Objectives To describe the epidemiology of infant pertussis in King County, Washington, and to better understand the implications for tetanus toxoid, reduced diphtheria toxoid, and acellular pertussis (Tdap) vaccination among older children, adolescents, and adults.
Design Retrospective analysis of reported pertussis cases among infants younger than 1 year, January 1, 2002, through December 31, 2007.
Setting King County, Washington.
Participants Reported pertussis cases among infants younger than 1 year between 2002 and 2007.
Main Outcome Measures Bordetella pertussis from a household member or close contact was the primary exposure. The main outcome measures were age and vaccination status, incidence by race/ethnicity, suspected exposure, and Tdap eligibility of household members and close contacts.

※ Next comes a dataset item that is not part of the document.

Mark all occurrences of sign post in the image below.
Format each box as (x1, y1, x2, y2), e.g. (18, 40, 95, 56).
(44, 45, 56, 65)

Results Among 176 confirmed cases of infants with pertussis, the median age was 3 months (age range, 0-11 months); 80.1% were younger than 6 months. Seventy-seven percent were age-appropriately vaccinated. Between 2002 and 2007, the overall mean annual incidence was 136 cases per 100 000 infant population. Compared with a mean annual incidence of 73 cases per 100 000 infant population among whites, the incidence was 246 cases per 100 000 infant population among blacks (rate ratio [RR], 3.37; 95% confidence interval [CI], 2.59-4.44) and 194 cases per 100 000 infant population among Hispanics (RR, 2.66; 95% CI, 2.02-3.53). Households were the suspected exposure location for 70.0% of cases. Case households had a median of 3 (range, 1-15) Tdap-eligible persons.
Conclusions The burden of infant pertussis in King County, Washington, was high between 2002 and 2007, especially among racial/ethnic minorities. Tdap vaccination of eligible household members and close contacts should be promoted as an additional means of protecting infants from pertussis.